Though I echo many of the sentiments posed by @AlecosPapadopoulos, maybe this would be helpful for your understanding. Ultimately, we can consider the efficiency frontier as the firms that make up the most efficient ways (or methods of production) of generating a particular output. For example, if our initial bundle of inputs was (listing them in $(x_1, x_2)$ pairs) $(2,5)$, the only firm that can generate a unit of output is firm E, hence its inclusion on the efficiency frontier.
But what about any bundle like $(4,3)$ or $(5,2)$? Clearly firms A and D can produce one unit of output with the first bundle, and firms D and F can generate one unit of output with the second bundle. However, in both cases, only firm D is the most efficient producer.

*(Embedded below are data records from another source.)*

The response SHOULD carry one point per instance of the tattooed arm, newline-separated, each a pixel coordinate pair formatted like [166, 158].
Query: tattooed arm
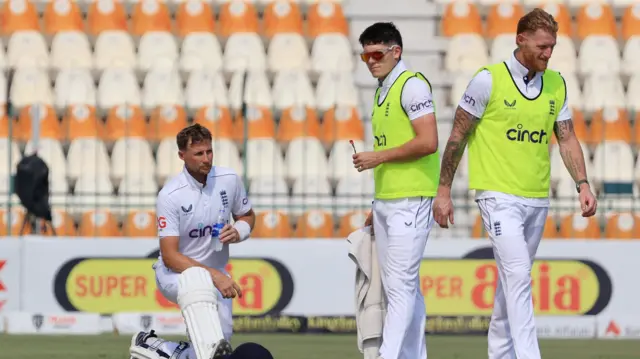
[464, 124]
[570, 150]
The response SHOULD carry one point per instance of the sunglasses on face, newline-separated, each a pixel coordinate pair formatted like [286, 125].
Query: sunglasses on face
[375, 55]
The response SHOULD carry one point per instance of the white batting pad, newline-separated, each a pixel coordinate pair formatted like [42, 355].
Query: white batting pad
[197, 298]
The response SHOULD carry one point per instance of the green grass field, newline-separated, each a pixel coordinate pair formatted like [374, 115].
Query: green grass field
[306, 347]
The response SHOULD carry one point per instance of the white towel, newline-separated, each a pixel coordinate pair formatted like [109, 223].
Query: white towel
[369, 295]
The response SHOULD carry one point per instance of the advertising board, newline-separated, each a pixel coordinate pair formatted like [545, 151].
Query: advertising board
[294, 285]
[10, 260]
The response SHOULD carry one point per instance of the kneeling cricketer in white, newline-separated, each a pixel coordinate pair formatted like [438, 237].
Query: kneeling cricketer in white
[194, 209]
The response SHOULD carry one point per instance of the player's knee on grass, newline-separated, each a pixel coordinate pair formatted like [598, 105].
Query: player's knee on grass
[251, 351]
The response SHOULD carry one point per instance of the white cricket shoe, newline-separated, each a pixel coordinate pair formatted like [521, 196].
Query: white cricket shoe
[221, 349]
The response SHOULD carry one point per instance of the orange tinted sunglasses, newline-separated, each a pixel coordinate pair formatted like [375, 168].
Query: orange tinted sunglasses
[375, 55]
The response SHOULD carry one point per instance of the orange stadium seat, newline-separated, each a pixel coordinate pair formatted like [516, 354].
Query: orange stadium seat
[297, 122]
[631, 21]
[5, 121]
[272, 224]
[314, 224]
[610, 125]
[562, 16]
[636, 129]
[62, 223]
[49, 124]
[19, 15]
[106, 15]
[260, 124]
[62, 15]
[150, 15]
[194, 16]
[326, 18]
[341, 123]
[575, 226]
[595, 19]
[12, 226]
[217, 119]
[503, 18]
[125, 121]
[81, 121]
[101, 223]
[461, 17]
[238, 16]
[282, 17]
[622, 226]
[166, 121]
[351, 222]
[139, 224]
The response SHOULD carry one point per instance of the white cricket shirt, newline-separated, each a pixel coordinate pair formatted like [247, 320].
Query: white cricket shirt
[416, 96]
[476, 98]
[187, 209]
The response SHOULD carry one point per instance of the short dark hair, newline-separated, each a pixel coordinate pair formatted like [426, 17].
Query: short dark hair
[193, 134]
[537, 19]
[381, 33]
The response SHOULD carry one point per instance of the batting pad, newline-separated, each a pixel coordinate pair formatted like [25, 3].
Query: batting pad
[198, 300]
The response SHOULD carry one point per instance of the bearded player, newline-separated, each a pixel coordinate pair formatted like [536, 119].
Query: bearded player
[193, 212]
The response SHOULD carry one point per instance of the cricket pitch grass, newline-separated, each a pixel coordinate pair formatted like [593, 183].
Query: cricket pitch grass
[300, 346]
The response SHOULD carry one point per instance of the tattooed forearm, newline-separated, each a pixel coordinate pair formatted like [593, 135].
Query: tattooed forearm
[570, 150]
[563, 130]
[573, 159]
[463, 126]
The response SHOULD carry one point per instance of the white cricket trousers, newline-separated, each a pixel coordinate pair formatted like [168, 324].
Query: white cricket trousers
[401, 228]
[167, 282]
[515, 231]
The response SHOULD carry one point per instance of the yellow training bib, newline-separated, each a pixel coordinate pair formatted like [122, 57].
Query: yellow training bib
[392, 128]
[509, 151]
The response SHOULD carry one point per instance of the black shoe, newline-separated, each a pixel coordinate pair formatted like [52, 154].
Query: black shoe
[222, 349]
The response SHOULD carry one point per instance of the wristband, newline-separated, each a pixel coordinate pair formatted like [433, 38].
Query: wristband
[244, 230]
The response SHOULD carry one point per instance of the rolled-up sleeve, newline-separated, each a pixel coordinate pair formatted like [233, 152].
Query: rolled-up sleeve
[167, 216]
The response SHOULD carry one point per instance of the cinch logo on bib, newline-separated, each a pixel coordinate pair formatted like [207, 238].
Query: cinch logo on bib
[201, 231]
[519, 134]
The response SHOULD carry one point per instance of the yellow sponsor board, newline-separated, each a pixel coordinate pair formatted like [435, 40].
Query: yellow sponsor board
[466, 287]
[109, 285]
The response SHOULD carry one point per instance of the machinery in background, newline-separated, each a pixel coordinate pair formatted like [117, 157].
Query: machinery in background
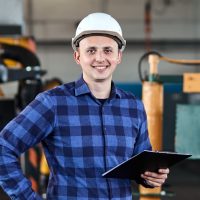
[152, 96]
[19, 62]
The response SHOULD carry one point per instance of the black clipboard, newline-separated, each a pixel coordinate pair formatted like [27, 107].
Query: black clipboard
[145, 161]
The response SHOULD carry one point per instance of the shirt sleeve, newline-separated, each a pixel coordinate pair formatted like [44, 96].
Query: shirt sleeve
[33, 124]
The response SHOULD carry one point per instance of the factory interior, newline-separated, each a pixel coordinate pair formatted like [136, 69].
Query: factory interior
[160, 65]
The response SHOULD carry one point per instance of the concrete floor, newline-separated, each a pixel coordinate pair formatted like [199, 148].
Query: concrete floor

(Why do we care? Perhaps if we're trying to consider the firm that satisfies a cost minimization problem. Suppose the price of each unit of $x_1$ is $1$ and the price of each unit of $x_2$ is $2$. Which firm will produce with the lowest cost? Firm D's production costs are only $\$8 $ per unit of $y$ (while both C and E's costs are $\$10$ per unit of output!), and hence if all goods are undifferentiated the cost curves are constant, firm D will dominate the market).
Hope that clarifies a bit- let me know if I totally misunderstood your confusion.